The funny part is that the people current in the Tea Party are the ones that gave - demanded - that President Cheney make it legal.  Everyone who had a problem with that sort of thing (and who often voiced their concerns with questions in the form of "What if someone from the Jackass wing of the Party had that power?") was purged from the Elephant Wing of the Party back in the early 2000s. 

Hope. Change. Lulz. And, of course, the squirrels.

Subject: Re: Banned books - AARP's list of 50

Written By: MaxwellSmart on 09/09/10 at 9:16 am

My father said in the 1992 election, "They're out of money and they're out of lies."

He was wrong. 

They're never out of lies.  They found think tanks to make up bigger and better lies.  As long as they have lies, they can make sh!t up about money too.  That translates to power.  The political elites for the past 30 years have been saying quite openly rich people have money because they're righteous and they're righteous because they have money and therefore we should worship them and let them run the country.

That's what Glenn Beck is all about.  He's an Emanuel Goldstein character.  He rails against the "elites" when he's really a tool to keep the real elites in charge.  In Beck's book, I'm elitist.  I might be poor, but I'm still elitist.  Why?  I think about things and ask questions. 
::)

Subject: Re: Banned books - AARP's list of 50

Written By: philbo on 09/10/10 at 9:13 am


"Jaws" had too much sex? ???

I am guessing that the movie did not faithfully follow the book.   ;D

It doesn't have a large amount in, but it is fairly graphic.  Come to think of it (no, not in *that* way), I think it was the first sex scene I read, back when I was just about a teenager.
But Madame Bovary?  I'm surprised anyone stayed away long enough while reading it to notice that it had any sex in.

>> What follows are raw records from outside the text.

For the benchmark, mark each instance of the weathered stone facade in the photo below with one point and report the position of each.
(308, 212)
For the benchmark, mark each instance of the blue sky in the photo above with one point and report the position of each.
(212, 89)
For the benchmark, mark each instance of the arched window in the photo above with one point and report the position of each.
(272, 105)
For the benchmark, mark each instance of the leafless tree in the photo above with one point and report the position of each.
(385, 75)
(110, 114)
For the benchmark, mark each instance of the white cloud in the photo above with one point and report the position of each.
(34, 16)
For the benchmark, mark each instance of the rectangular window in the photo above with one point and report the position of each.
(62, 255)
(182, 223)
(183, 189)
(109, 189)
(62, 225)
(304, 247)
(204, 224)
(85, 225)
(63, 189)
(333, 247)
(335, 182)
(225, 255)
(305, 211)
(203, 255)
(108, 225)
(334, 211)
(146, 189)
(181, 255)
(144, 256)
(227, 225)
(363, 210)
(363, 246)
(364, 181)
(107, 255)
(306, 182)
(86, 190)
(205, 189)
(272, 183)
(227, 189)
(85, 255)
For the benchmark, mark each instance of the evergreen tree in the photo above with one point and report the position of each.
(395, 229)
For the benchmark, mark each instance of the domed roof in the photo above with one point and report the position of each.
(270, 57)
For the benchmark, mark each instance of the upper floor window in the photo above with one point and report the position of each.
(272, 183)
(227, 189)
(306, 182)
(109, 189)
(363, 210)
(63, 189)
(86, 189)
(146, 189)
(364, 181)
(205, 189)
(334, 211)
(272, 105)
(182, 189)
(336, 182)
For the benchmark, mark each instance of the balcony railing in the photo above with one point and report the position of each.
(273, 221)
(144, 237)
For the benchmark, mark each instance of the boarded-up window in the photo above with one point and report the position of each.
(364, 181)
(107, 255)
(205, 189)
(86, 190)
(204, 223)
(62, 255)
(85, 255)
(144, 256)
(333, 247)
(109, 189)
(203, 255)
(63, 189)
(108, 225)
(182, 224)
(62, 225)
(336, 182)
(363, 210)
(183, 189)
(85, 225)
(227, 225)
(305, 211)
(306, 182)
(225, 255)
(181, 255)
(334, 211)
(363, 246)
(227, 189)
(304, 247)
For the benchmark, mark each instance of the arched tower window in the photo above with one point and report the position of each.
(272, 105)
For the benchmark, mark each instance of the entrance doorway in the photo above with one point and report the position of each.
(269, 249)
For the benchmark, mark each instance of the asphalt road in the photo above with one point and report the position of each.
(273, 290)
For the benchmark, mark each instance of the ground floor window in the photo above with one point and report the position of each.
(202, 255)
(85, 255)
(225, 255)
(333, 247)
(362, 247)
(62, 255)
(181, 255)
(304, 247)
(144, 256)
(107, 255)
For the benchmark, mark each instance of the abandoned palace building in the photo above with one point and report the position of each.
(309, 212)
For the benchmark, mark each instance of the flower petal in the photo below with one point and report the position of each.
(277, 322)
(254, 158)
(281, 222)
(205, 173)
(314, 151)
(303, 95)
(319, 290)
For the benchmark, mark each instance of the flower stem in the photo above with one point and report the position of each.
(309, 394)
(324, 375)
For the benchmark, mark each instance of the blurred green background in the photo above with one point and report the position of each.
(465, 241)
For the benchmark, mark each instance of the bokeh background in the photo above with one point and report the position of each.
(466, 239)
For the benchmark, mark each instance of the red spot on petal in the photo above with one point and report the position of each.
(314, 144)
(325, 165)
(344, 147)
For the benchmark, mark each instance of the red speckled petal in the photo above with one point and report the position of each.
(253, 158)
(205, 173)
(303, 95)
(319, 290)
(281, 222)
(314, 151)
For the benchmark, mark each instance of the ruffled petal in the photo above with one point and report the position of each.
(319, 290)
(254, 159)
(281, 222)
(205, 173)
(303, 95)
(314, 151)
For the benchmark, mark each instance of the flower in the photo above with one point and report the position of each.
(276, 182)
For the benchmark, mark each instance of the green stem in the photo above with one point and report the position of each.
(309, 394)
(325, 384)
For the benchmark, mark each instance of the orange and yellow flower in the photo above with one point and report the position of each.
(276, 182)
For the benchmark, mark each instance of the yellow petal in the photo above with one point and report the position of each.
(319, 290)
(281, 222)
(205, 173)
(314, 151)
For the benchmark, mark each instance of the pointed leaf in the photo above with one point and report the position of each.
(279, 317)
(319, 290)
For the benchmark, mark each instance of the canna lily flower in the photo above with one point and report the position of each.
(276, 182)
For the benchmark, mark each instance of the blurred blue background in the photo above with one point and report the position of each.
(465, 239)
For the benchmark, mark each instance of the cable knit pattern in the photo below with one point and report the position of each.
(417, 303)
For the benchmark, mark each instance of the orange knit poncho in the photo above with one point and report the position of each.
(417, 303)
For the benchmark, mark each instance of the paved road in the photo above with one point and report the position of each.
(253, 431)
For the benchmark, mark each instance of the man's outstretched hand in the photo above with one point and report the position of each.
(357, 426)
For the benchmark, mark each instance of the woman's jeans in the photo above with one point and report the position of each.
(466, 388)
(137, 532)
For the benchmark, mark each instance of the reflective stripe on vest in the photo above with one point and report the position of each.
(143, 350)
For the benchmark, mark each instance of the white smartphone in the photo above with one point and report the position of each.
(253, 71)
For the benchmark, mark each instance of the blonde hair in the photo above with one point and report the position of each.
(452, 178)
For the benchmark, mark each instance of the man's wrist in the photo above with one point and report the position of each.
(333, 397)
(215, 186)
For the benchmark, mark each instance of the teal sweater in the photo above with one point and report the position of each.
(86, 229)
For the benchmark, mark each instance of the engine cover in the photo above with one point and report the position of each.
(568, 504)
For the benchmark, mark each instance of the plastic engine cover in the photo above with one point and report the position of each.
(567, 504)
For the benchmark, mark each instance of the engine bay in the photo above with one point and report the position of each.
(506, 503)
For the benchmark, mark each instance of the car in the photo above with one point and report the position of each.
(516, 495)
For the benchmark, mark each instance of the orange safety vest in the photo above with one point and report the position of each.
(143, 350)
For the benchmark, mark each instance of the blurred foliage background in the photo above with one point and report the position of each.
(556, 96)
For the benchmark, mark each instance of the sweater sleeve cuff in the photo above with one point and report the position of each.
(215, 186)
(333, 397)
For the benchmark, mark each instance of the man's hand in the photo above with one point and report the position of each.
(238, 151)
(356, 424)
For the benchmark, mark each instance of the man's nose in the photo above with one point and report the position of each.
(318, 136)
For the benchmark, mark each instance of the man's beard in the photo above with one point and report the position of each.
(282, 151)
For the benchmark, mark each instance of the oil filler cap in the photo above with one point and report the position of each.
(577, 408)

I've read approx 50% of the books on that list, and some of you here have probably read more than I.  Guess I should set my eyes on fire for reading that filth. ;)

I'm at around 50%, too

Subject: Re: Banned books - AARP's list of 50

Written By: Frank on 09/10/10 at 9:31 am


It doesn't have a large amount in, but it is fairly graphic.  Come to think of it (no, not in *that* way), I think it was the first sex scene I read, back when I was just about a teenager.
But Madame Bovary?  I'm surprised anyone stayed away long enough while reading it to notice that it had any sex in.
I'm at around 50%, too



When we had to read Madame Bovary in High school, we nicknamed it "Madame ovaries"  ;D

Subject: Re: Banned books - AARP's list of 50

Written By: MaxwellSmart on 09/10/10 at 10:15 pm


When we had to read Madame Bovary in High school, we nicknamed it "Madame ovaries"  ;D


Yes, yes, and the Sale of Two Titties!